The political shocks along with trade conflicts have triggered a massive sell off on almost all of the world’s biggest financial markets and even though the tension has lowered, the volatility is unlikely to be gone as long as politicians will keep “throwing their toys around”.
Asian markets have been struggling due to the recession of the Chinese economy however with the trade agreement between the US and China in place, China is still projected to remain as a driver of the global growth among the emerging markets.
One of the most concerning aspects for the global economies is the availability of acquiring high debt levels due to low long-term interest rates instead of relying on the redistribution of income by introducing the progressive taxation. High debt levels could pose a threat of inability to respond to the economic shocks as well as slower long-term economic growth.

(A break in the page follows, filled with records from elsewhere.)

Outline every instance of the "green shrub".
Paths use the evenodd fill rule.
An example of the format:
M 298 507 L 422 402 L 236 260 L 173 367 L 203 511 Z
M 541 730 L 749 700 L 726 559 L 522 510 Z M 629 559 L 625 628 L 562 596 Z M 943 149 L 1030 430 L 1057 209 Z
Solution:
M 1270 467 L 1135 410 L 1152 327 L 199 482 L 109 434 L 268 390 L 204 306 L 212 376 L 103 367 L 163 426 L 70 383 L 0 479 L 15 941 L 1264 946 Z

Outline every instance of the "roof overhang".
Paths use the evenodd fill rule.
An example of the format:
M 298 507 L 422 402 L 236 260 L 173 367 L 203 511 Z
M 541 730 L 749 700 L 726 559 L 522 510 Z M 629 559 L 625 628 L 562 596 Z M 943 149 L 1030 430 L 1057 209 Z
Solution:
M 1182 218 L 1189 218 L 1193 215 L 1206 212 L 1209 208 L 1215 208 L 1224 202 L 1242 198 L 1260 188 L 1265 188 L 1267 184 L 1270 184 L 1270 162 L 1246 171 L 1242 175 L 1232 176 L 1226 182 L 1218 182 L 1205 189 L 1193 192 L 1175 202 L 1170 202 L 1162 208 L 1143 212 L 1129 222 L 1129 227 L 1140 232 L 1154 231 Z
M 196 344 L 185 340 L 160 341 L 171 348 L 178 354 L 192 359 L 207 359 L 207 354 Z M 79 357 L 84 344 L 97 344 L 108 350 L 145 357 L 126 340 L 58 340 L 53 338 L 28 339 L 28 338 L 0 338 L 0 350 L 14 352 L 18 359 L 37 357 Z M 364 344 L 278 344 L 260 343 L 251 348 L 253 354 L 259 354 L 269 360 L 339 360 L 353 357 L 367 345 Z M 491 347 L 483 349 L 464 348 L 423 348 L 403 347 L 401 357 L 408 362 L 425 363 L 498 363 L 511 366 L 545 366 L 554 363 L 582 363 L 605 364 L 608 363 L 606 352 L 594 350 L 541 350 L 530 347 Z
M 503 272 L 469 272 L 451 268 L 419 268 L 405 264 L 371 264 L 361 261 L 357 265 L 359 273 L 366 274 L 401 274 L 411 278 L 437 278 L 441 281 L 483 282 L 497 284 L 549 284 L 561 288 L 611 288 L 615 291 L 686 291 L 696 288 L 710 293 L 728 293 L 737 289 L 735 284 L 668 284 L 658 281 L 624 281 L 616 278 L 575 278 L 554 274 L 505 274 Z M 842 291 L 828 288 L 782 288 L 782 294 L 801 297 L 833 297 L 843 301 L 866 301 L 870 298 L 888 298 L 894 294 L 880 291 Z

When it comes to the UK economy, the uncertainty that is related to the Brexit talks is making retail investors to pile the cash up. According to a number of researches, cash constitutes around 21% of the portfolios of the individuals that are invested in the UK markets since the collapse of the markets could potentially present an opportunity to buy in with a discount and would also allow to hedge against funds losing value in case if pound appreciates in value. It is believed that a soft Brexit would lead to pound gaining value, whereas a hard Brexit would make the national currency drop. In that respect, weakness of the Sterling makes the international companies with the dividends denominated in US dollars (e.g. HSBC, BP) appear favorable.
Generally, diversifications of the portfolio by geographic regions (to reduce exposure to the forex rate fluctuations) as well as increasing the share of the defensive assets within the portfolios are gaining relevance.